After scrolling through dozens of career postings, you’ve come to the realization that, on paper, you’re not a good fit for any of these jobs. You’ve been constantly reminded that:
(1) You don’t have the 10 years of experience the job is asking for.
(2) There are no fancy three to five-letter certifications behind your name.
Specifically, Master of Business Administration (MBA), Project Management Professional (PMP) and Lean Six Sigma Green Belt (LSSGB). All are great to have if you already have them.
(3) No specialized experience to meet the job’s qualifications.
Why am I not good enough?!?
“Damn!” You say to yourself while clicking off the page. While heading to a new job posting page, you secretly hope to find something within your qualifications and experience.
No matter how many job postings you look at, you feel like you’ll never get your dream job. At times, this stops you from searching for new jobs all together.
(Advice: Don’t try to push your way through it, take a short break!)
I’m sure you’ve been here more times than you can count.
I’ve been here too!
Change the way you think to change your outcome.
I read over 500 job postings and sent in over 150 job applications in less than 18 months. I have to admit, I wasn’t going about my job search in the right way at the beginning of my search. At times, I’d take a look at the job posting and think, “I can do that…” and then apply.
What’s wrong with this approach?
I should have looked at job postings and thought, “I’d love to do that!” before applying.
After changing my mindset, I narrowed the focus of my job search. I applied to a smaller number of jobs in management and tailored my resume to each job. Once I made this change, I got more interviews, which resulted in multiple job offers.
Job posting requirements = Hiring manager’s wish list.
First, understand that a job posting is mostly a wish list for the employer.
How do I know?
I’ll tell you.
I’ve been the hiring manager for several positions in the defense industry. Some of them were a piece of cake to fill while others sat empty for several months (and counting). This was due to several reasons.
One of the most common reasons why jobs stay open in the defense industry is the painstaking clearance process, for obvious reasons. Sometimes the job is in an undesirable location and other times, there are too many over qualified people who are looking to get their foot in the door of a top tier company.

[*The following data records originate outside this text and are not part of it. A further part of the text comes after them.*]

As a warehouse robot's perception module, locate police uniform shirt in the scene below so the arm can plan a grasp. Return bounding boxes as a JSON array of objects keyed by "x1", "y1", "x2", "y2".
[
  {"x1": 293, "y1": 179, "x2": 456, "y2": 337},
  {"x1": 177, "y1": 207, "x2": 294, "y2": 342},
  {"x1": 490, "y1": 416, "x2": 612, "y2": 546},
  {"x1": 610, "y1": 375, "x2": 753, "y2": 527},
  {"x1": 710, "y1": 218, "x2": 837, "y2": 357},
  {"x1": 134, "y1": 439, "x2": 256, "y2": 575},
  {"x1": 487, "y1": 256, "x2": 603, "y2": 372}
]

For instance, one of my employees retired in January 2017. She was a sweet person with many years of experience. When she left, I grossly underestimated how long it would take for me to back fill her position. This was a unique position because the job was in a remote area, human resources was going through a major revamp of their processes, the job requires a clearance and a degree in science, technology, engineering or mathematics (STEM).
Since this position has been a pain the in ass to fill, as the hiring manager I had to take a hard look at the position. I had to define which requirements were nice to have vs. must haves.
Going through this process, I’ve mentally scratched a few items off my wish list. I’ve seen a few good candidates and I have the power to make concessions. I’ve been bouncing ideas off of my HR and leadership teams to make sure I’m staying within the company guidelines.
Why you should go for it.
Without a doubt, I’m not the only hiring manager with this issue. There are many managers who need a brilliant candidate like you as soon as possible.
Let me share a quick story. Back in 2015, I was an entry-level engineer. I took a chance and applied to jobs 1 level above me and got an offer. I took it. When I applied to jobs that were out of my league, I accelerated my career by more than 5-7 years.
After being in the job for 6 months, I applied to entry and senior level management positions. People often told me I was not ready for management and needed more experience. At the time, I had lots of non-management leadership experience and little formal management experience.
Despite the ups and downs, I stuck to it. As a result, I got 3 job offers. One of them was a mid-level management position in quality (my current position); one in manufacturing and the last position was a management position in Greece!
Don’t be mistaken. If a hiring manager chooses you without meeting all of the qualifications, it don’t mean they’ve lowered their standards. They’ve seen something in you that they absolutely love and believe you can help them solve their problems. Damn the requirements, they want you on the team!
What’s the worst that could happen?
- You might not get called for an interview.
- You’ll get called for an interview.
- Be exposed to a new crowd and expand your network; even if you don’t get the job.
- You could be recommended for other jobs within the company.
Getting a new job is like winning the lottery. You can’t win it if you’re not in it. You’ll never be in the running for the position if you don’t apply. As you can see, the good definitely outweighs the bad.
Take my advice. Apply to jobs you’re not a 100% match for but would love to do. Then, sit back and watch wonderful things happen.
What jobs have you been missing out on because you didn’t think you were good enough? How can you change that behavior to start winning?